The model object is a named list containing the variables to use in the model.
All variables listed in the model object must be in the data object.
model can contain less variables than data.
An element of the list is the model's name to use (see below for the list of available models).
For example, model <- list(real1 = "Gaussian", counting1 = "Poisson")
indicates a mixture model with 2
variables named real1 and counting1 with Gaussian and Poisson as model.
Some models require hyperparameters in this case, the model is described by a list of 2 elements:
type containing the model name and paramStr containing the hyperparameters.
For example: model <- list(func1 = list(type = "Func_CS", paramStr = "nSub: 4, nCoeff: 2"), counting1 = "Poisson")
.
If the model is NULL, data are supposed to be provided in data.frame or list with R format
(numeric, factor, character, NA as missing value).
Models will be imputed as follows: "Gaussian" for numeric variable, "Multinomial" for character or factor variable
and "Poisson" for integer variable.
A summary of available models (and associated hyperparameters and missing format) can be accessed by calling
the availableModels function.
Eight models are available in RMixtComp: Gaussian, Multinomial, Poisson, NegativeBinomial, Weibull, Func_CS, Func_SharedAlpha_CS, Rank_ISR. Func_CS and Func_SharedAlpha_CS models require hyperparameters: the number of subregressions of functional and the number of coefficients of each subregression. These hyperparameters are specified by: nSub: i, nCoeff: k in the paramStr field of the model object. The Func_SharedAlpha_CS is a variant of the Func_CS model with the alpha parameter shared between clusters. It means that the start and end of each subregression will be the same across the clusters.
To perform a (semi-)supervised clustering, user can add a variable named z_class in the data and model objects with LatentClass as model in the model object.
The algo object is a list containing the different number of iterations for the algorithm.
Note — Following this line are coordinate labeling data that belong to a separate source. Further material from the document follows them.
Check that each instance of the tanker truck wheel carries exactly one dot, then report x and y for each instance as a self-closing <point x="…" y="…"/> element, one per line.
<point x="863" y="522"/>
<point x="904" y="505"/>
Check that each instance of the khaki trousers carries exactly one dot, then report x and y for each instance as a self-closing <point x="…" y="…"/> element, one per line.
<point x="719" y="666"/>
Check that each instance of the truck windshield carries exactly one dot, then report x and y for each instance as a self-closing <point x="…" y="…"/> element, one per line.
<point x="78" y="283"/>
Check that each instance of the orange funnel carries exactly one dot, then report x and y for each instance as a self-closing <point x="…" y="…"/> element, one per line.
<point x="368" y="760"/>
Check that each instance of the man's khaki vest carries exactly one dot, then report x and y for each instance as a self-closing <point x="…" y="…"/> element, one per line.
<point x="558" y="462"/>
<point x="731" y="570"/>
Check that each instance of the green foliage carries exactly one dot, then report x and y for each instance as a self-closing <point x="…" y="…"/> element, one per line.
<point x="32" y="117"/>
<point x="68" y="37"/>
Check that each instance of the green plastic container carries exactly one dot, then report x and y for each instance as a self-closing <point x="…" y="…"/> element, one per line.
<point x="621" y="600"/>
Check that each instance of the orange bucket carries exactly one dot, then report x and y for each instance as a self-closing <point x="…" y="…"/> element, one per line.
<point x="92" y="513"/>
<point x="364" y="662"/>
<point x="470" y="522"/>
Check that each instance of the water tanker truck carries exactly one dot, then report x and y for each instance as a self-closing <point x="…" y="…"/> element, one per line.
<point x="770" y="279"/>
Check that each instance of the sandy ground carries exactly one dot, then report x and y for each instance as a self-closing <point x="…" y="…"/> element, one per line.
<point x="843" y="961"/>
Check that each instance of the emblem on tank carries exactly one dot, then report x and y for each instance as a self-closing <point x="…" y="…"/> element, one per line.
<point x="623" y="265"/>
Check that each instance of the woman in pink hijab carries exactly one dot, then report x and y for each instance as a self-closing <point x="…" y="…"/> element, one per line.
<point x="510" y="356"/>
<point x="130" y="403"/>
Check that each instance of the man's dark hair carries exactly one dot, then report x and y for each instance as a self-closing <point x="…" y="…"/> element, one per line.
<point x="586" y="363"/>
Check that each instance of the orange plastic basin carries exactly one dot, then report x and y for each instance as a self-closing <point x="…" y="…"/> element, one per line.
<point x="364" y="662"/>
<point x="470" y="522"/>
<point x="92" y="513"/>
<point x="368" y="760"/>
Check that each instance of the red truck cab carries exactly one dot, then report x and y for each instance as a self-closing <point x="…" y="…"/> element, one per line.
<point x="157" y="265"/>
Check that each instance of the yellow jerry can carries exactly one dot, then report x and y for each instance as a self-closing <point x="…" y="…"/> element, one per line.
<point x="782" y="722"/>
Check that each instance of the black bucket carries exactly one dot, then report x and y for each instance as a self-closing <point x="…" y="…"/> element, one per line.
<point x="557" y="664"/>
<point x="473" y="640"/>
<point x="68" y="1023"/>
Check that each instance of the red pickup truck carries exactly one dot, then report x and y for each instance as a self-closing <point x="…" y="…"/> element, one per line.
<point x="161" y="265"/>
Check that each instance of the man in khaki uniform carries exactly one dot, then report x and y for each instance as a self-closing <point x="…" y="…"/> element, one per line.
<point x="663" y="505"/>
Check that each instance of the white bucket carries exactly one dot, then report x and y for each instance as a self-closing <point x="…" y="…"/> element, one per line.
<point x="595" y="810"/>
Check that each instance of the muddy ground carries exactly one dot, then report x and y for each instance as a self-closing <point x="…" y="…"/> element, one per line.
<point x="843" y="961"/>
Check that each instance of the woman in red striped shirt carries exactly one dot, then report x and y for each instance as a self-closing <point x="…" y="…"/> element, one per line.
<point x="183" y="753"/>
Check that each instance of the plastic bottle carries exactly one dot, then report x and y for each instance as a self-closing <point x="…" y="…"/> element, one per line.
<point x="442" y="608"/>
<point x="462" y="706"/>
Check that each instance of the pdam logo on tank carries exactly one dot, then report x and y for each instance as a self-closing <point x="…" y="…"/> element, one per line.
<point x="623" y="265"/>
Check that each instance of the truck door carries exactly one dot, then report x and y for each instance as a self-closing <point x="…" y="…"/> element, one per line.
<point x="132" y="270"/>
This list can be generated using the createAlgo function. The algorithm is decomposed in a burn-in phase and a normal phase. Estimates from the burn-in phase are not shown in output.
nbBurnInIter: Number of iterations of the burn-in part of the SEM algorithm.
nbIter: Number of iterations of the SEM algorithm.
nbGibbsBurnInIter: Number of iterations of the burn-in part of the Gibbs algorithm.
nbGibbsIter: Number of iterations of the Gibbs algorithm.
nInitPerClass: Number of individuals used to initialize each cluster (default = 10).
nSemTry: Number of try of the algorithm for avoiding an error.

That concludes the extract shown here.